English    Türkçe    فارسی   

5
541-565

  • Bu ne nankörlük bu ne cüret! Bilmiyor musun ki nakkaşın kim?
  • این چه ناشکری و چه بی‌باکیست  ** تو نمی‌دانی که نقاشش کیست 
  • Yahut da biliyor da nazlanıyor; mahsustan o süsleri yoluyorsun.
  • یا همی‌دانی و نازی می‌کنی  ** قاصدا قلع طرازی می‌کنی 
  • Birçok naz vardır ki suç olur; kulu, padişahın gözünden düşürür.

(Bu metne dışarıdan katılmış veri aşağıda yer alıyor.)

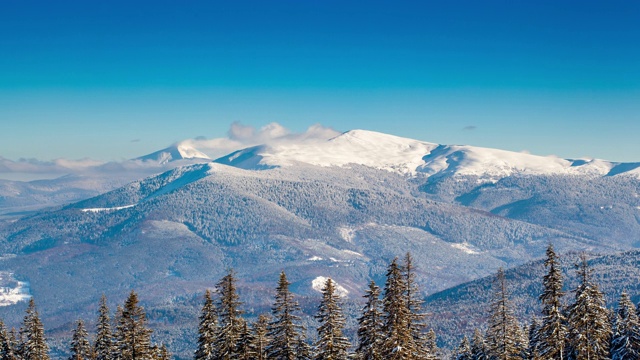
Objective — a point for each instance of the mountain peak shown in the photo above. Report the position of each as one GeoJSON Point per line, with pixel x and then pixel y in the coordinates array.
{"type": "Point", "coordinates": [411, 157]}
{"type": "Point", "coordinates": [179, 151]}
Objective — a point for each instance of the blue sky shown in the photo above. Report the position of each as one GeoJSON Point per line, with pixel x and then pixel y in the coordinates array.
{"type": "Point", "coordinates": [112, 80]}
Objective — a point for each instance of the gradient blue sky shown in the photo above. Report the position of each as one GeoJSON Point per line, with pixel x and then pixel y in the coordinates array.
{"type": "Point", "coordinates": [112, 80]}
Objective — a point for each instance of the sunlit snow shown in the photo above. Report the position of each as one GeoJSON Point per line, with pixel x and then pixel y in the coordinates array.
{"type": "Point", "coordinates": [410, 157]}
{"type": "Point", "coordinates": [108, 209]}
{"type": "Point", "coordinates": [318, 284]}
{"type": "Point", "coordinates": [467, 248]}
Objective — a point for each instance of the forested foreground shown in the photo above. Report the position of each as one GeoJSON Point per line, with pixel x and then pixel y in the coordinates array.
{"type": "Point", "coordinates": [391, 326]}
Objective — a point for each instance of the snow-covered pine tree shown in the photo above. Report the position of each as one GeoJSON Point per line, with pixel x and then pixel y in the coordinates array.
{"type": "Point", "coordinates": [33, 345]}
{"type": "Point", "coordinates": [284, 330]}
{"type": "Point", "coordinates": [229, 318]}
{"type": "Point", "coordinates": [463, 352]}
{"type": "Point", "coordinates": [7, 344]}
{"type": "Point", "coordinates": [625, 343]}
{"type": "Point", "coordinates": [503, 333]}
{"type": "Point", "coordinates": [133, 336]}
{"type": "Point", "coordinates": [259, 337]}
{"type": "Point", "coordinates": [207, 330]}
{"type": "Point", "coordinates": [80, 347]}
{"type": "Point", "coordinates": [115, 354]}
{"type": "Point", "coordinates": [478, 346]}
{"type": "Point", "coordinates": [331, 343]}
{"type": "Point", "coordinates": [103, 346]}
{"type": "Point", "coordinates": [416, 320]}
{"type": "Point", "coordinates": [398, 342]}
{"type": "Point", "coordinates": [245, 348]}
{"type": "Point", "coordinates": [588, 321]}
{"type": "Point", "coordinates": [370, 326]}
{"type": "Point", "coordinates": [430, 345]}
{"type": "Point", "coordinates": [551, 337]}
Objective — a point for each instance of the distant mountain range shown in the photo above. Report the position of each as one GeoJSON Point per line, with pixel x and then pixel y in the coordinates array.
{"type": "Point", "coordinates": [341, 208]}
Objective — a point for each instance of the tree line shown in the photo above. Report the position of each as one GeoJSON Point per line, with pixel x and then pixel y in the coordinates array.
{"type": "Point", "coordinates": [391, 325]}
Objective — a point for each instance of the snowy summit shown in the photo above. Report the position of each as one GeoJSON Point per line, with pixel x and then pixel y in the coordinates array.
{"type": "Point", "coordinates": [410, 157]}
{"type": "Point", "coordinates": [174, 153]}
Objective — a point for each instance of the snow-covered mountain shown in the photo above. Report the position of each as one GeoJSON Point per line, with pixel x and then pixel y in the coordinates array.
{"type": "Point", "coordinates": [175, 152]}
{"type": "Point", "coordinates": [341, 208]}
{"type": "Point", "coordinates": [411, 157]}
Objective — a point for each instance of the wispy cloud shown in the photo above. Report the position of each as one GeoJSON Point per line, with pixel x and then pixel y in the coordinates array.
{"type": "Point", "coordinates": [239, 136]}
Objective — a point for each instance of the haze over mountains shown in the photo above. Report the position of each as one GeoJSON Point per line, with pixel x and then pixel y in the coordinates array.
{"type": "Point", "coordinates": [340, 208]}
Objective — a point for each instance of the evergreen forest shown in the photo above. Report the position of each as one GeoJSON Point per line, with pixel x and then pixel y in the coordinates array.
{"type": "Point", "coordinates": [391, 325]}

  • ای بسا نازا که گردد آن گناه  ** افکند مر بنده را از چشم شاه 
  • Nazlanmak, şekerden tatlıdır ama az çiğne, yüzlerce tehlikesi vardır.
  • ناز کردن خوشتر آید از شکر  ** لیک کم خایش که دارد صد خطر 
  • Niyaz yolu emin bir yoldur. Nazı bırak da o yola düş. 545
  • ایمن آبادست آن راه نیاز  ** ترک نازش گیر و با آن ره بساز 
  • Nice nazlananlar vardır ki kol kanat çırpar ama nihayet o hal adama vebal olur.
  • ای بسا نازآوری زد پر و بال  ** آخر الامر آن بر آن کس شد وبال 
  • Nazın güzelliği seni bir an yüceltse bile onun gizli korkusu, seni eritir mahveder.
  • خوشی ناز ار دمی بفرازدت  ** بیم و ترس مضمرش بگدازدت 
  • Bu yalvarışa gelince: Seni zayıflatır. Zayıflatır ama parlak ayın on dördü gibi baş köşeye geçirir.
  • وین نیاز ار چه که لاغر می‌کند  ** صدر را چون بدر انور می‌کند 
  • Ölüden diriyi çekip çıkarınca ölen, doğru yolu bulur.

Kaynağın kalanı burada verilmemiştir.